Nhat Khanh Dentistry

Photo & Marketing Release

This form is OPTIONAL. It authorizes the practice to use your photos, before/after images, or testimonial for marketing purposes. Your dental care will not be affected by your decision.

5296 University Ave, Suite I

San Diego, CA 92105

(619) 265-2262

Fields marked * are required.

Patient Information

Full Legal Name*

Date of Birth*

MM/DD/YYYY

Phone Number*

Email

What Type of Images?

Select all that you authorize. Selecting nothing means no marketing use.

Types of images / media

  • Before-and-after intraoral photographs (close-up of teeth)
  • Before-and-after smile photographs (face visible)
  • Portrait / headshot photograph
  • Video testimonial
  • Written testimonial (with my name)
  • Written testimonial (first name + last initial only)

How may we identify you?*

  • Use my full name
  • Use first name + last initial only (e.g., "John D.")
  • Use first name only
  • Do not identify me by name

Where May These Be Used?

Each channel is independently opt-in. Select only the channels you authorize.

Marketing channels

  • Practice website (kindentists.com)
  • Social media (Facebook, Instagram, etc.)
  • Google Business Profile / Google reviews response
  • Print materials (brochures, in-office display)
  • Paid advertising (online or print)
  • Patient education materials in office

For how long?*

  • 1 year from signing
  • 3 years from signing
  • Until I revoke this release in writing (default)

Your Rights

I understand I am not entitled to any compensation, royalty, or other payment for the use of my image or testimonial. This release is voluntary.

I understand that California Civil Code § 3344 gives me the exclusive right to control the commercial use of my name, voice, photograph, and likeness. By signing this release, I voluntarily authorize the practice to use my image and likeness for the marketing purposes and on the channels I have selected above, and I waive my right to bring a claim under Civil Code § 3344 for those specific authorized uses during the duration I have selected. This waiver does NOT apply to uses outside what I have authorized, and does NOT prevent me from revoking this release in the future for future uses.

I understand this release constitutes my written authorization under HIPAA (45 CFR § 164.508) for the practice to use my protected health information (including images and testimonial) for marketing the practice. The practice will NOT receive direct or indirect payment from any third party in exchange for using my image (no paid endorsements or sponsored content involving my likeness without a separate written agreement).

I understand my dental care, treatment outcome, and standing as a patient are NOT conditioned on signing this release. I can decline without any impact on my care.

I understand I can revoke this release in writing at any time by notifying the practice. Upon receipt of a written revocation: (a) the practice will remove my image from its website, social media accounts, and other practice-controlled digital channels within 30 days; (b) the practice will not include my image in any new print runs, advertisements, or distributions; and (c) the practice cannot recall print materials already distributed or copies already saved by third parties (such as platform users or search engines), but will make reasonable efforts to request removal from third-party platforms.
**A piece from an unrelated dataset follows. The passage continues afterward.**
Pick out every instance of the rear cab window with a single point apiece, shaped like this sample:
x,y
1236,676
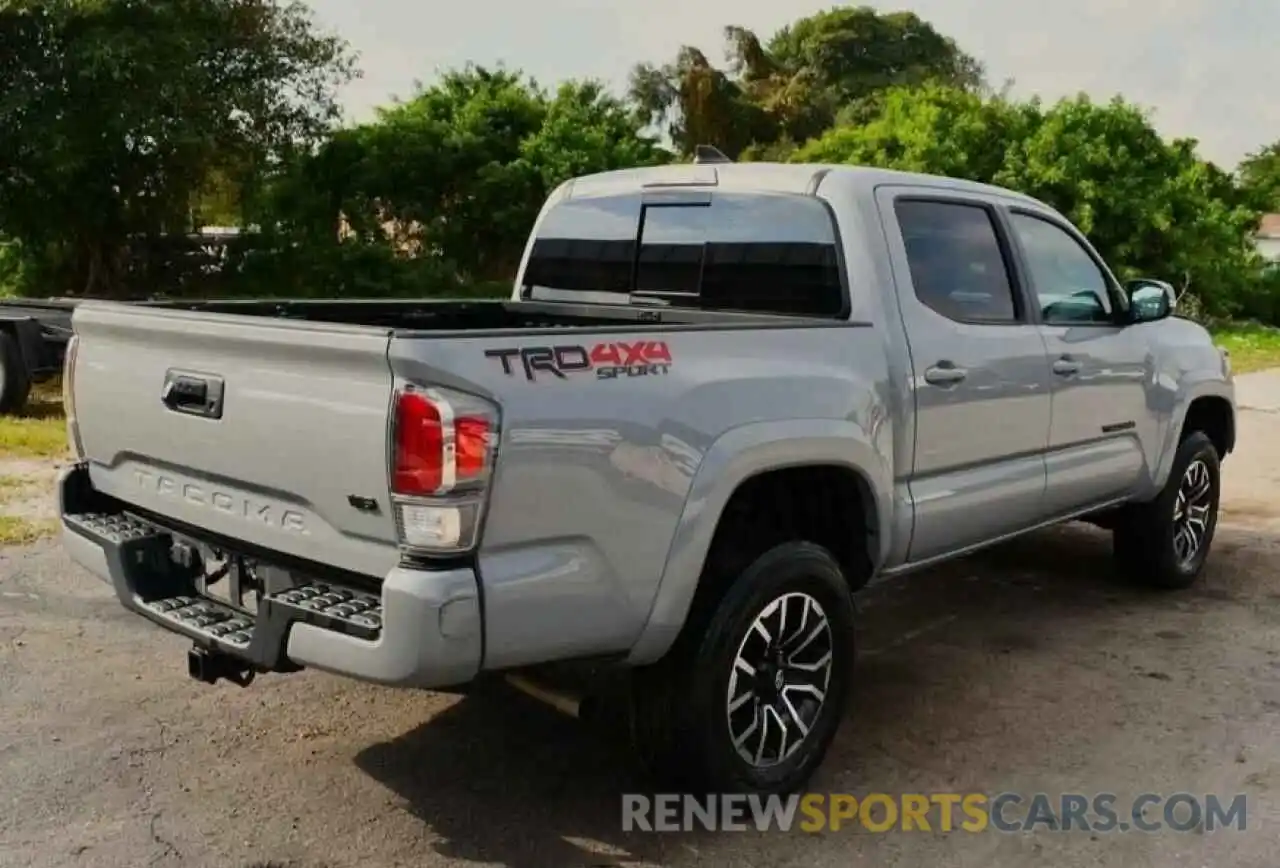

I understand the practice may crop, color-correct, or otherwise edit images for clarity or layout, but will not digitally alter clinical features (teeth, gums, etc.) in a misleading way.

I understand the practice will not directly sell or license my image to unrelated third parties for their own marketing. However, I understand that posting images to third-party platforms (such as Facebook, Instagram, or Google) is subject to those platforms' terms of service, which typically include broad licenses allowing the platform to host, display, and redistribute content. The practice has no control over and is not responsible for these platform terms.

Signature

Optional release — you may decline by not signing.

Signer Name (printed)*

Signer is…*

  • The patient (self, 18 or older)
  • Parent or legal guardian (for minor)

Signature*

Signature

Date Signed*

MM/DD/YYYY

Witness / Staff Member Name (printed)

Optional — leave blank if no staff member is present (e.g., filling at home). Staff can add their name later in the office.